Гляди за ним, Вася, - кивает на коня коноводу Чекмаку. - Береги его как зеницу ока". Говорит эдак, а сам промеж нас похаживает, по снегу сапогами поскрипывает, то одного, то другого по плечу похлопывает.

Хлопок и мне достался, да такой душевный, что я аж с ног свалился... Не верите? Право слово! Уж больно тяжела рука у комбрига!

- Неужто дерется? - изумился Охрименко.

- Чудак ты, парень! - смешливо покосился Ксенофонтов на Охрименко. Разве ему с его силищей можно драться? Человек двухпудовыми гирями крестится, а ты: "Неужто дерется"! Ежели говорить начистоту, так такой человек, как наш комбриг, муху не обидит!

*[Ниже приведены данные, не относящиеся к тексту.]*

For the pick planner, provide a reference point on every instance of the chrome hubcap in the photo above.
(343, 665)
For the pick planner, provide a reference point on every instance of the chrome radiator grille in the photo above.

Другое дело, когда в бою обнаружится трус или, скажем, заведется в эскадроне барахольщик, с таким, конечно, у него разговор короткий.

- Под трибунал, значит? - сдвинул брови Недбайло.

- Как водится, - утвердительно кивнул головой Ксенофонтов. - Рук марать не станет.

Бойцы понимающе переглянулись, притихли, призадумались.

Федор Сторчаков, помощник взводного Яблочко, поглядев на молодых бойцов, сказал:

- Что касается силы комбрига, так что ж тут удивительного! Человек не курит, ничего спиртного, окромя молока, в рот не берет, ест овощ, не брезгует фруктами, любит, конечно, и мясцо, когда заведется, а главное, по два раза на день гимнастику делает, студеной водой обливается, а от этого самого у человека и здоровья воз, и сила богатырская...

Сторчакова с жаром перебил Христоня:

- Да что ты, Федор, ему доказываешь! Мало ли еще какие богатыри водятся в нашей бригаде! Взять того же Руснака, знатного рубаку из эскадрона Скутельникова. Разве не богатырь? Первейшей статьи богатырь! Самого Илью Муромца за пояс заткнул бы, ежели б только пришлось им помериться силой!

- Эва куда хватил! - сверкнул белизной зубов Недбайло. - "За пояс заткнет!" Илья Муромец, сказывал в школе учитель, самого Соловья-Разбойника к своему стремени пристегнул да на цепь посадил! А вашего Руснака, поди, за голенище заткнет да еще так отшмагает нагайкой, что не всякой сеченой козе и во сне привидится!